A Tale of Policy Gradients

This post covers the derivation of several policy gradients expressions. It browses through the vanilla policy gradient and the policy gradient theorem to finish at deterministic policy gradients. No attention is given to optimisation aspects (whether and how policy gradients can find locally optimal policies): the focus is the gradient’s (semi) formal derivation.
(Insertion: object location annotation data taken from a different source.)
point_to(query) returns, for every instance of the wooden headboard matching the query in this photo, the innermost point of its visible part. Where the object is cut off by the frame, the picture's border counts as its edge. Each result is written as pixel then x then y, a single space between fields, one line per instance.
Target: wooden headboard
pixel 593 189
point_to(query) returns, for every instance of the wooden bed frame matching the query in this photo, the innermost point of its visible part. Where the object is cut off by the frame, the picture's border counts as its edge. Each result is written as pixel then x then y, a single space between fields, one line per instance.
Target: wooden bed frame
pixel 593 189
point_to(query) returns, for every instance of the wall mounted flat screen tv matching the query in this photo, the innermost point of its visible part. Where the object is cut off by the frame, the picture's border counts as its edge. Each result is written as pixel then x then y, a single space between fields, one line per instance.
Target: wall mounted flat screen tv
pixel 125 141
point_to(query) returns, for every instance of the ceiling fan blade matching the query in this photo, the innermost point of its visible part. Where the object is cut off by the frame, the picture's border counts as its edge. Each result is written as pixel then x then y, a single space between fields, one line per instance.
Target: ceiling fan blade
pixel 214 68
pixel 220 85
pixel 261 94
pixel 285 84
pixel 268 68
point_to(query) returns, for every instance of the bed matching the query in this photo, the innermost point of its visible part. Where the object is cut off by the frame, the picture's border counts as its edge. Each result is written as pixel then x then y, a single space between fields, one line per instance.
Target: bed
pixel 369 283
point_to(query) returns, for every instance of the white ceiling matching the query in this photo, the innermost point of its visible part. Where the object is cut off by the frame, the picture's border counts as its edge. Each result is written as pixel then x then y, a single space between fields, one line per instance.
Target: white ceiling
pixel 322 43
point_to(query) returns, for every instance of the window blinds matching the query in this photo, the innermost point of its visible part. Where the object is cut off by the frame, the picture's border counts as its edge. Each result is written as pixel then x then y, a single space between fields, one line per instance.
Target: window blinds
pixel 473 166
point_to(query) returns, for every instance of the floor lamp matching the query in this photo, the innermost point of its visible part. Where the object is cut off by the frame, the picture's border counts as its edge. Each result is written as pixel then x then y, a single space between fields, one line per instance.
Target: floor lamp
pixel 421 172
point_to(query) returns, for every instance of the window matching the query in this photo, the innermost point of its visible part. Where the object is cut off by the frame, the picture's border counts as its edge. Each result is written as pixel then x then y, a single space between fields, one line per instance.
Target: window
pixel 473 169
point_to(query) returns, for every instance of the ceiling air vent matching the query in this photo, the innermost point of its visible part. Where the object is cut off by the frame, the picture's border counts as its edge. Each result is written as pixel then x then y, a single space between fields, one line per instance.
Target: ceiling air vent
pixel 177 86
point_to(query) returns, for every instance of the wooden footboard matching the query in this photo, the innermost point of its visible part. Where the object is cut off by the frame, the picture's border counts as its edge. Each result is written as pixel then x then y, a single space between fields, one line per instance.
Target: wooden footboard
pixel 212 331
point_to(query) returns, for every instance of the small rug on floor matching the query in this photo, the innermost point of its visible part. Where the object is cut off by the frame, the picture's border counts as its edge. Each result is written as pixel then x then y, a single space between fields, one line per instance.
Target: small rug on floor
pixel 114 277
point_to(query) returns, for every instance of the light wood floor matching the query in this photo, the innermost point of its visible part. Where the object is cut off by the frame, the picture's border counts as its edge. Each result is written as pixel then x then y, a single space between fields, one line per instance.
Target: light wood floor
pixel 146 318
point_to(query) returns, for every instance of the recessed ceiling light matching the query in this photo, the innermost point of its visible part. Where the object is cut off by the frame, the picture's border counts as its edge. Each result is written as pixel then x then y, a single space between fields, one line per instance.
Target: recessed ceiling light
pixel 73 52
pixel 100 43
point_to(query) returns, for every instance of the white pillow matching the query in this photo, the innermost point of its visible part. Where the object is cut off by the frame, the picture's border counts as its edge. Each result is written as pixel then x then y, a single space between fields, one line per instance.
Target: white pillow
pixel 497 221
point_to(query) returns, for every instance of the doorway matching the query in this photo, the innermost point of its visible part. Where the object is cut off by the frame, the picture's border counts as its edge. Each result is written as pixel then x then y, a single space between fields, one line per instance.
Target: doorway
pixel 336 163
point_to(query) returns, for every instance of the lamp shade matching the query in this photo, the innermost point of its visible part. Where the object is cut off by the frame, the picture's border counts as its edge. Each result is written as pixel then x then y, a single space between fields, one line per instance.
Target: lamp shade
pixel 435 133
We’ll consider a finite, stationary Markov Decision Process (MDP) $\mathcal{M} = (\mathcal{S}, \mathcal{A}, \mathcal{P}_{s}^a, r)$ under an infinite-horizon, discounted criterion. Recall the classical definitions for state / state-action value functions: $$ \begin{aligned} v_\lambda^\pi(s) &:= \mathbb{E}_s^\pi \left[ \sum_{t=1}^\infty \lambda^{t-1}r(s_t, a_t)\right]\; ,\\ q_\lambda^\pi(s, a) &:= r(s, a) + \mathbb{E}_{s’\sim \mathcal{P}_s^a}\left[v_\lambda^\pi(s’)\right] \; . \end{aligned} $$

for any $s, a \in \mathcal{S}, \mathcal{A}$, and $\pi$ some stationary policy. The notation $\mathbb{E}_s^\pi$ is fairly standard, and averages out any stochastic realisation (from the MDP or the policy), starting at state $s_1 = s$ and following $\pi$.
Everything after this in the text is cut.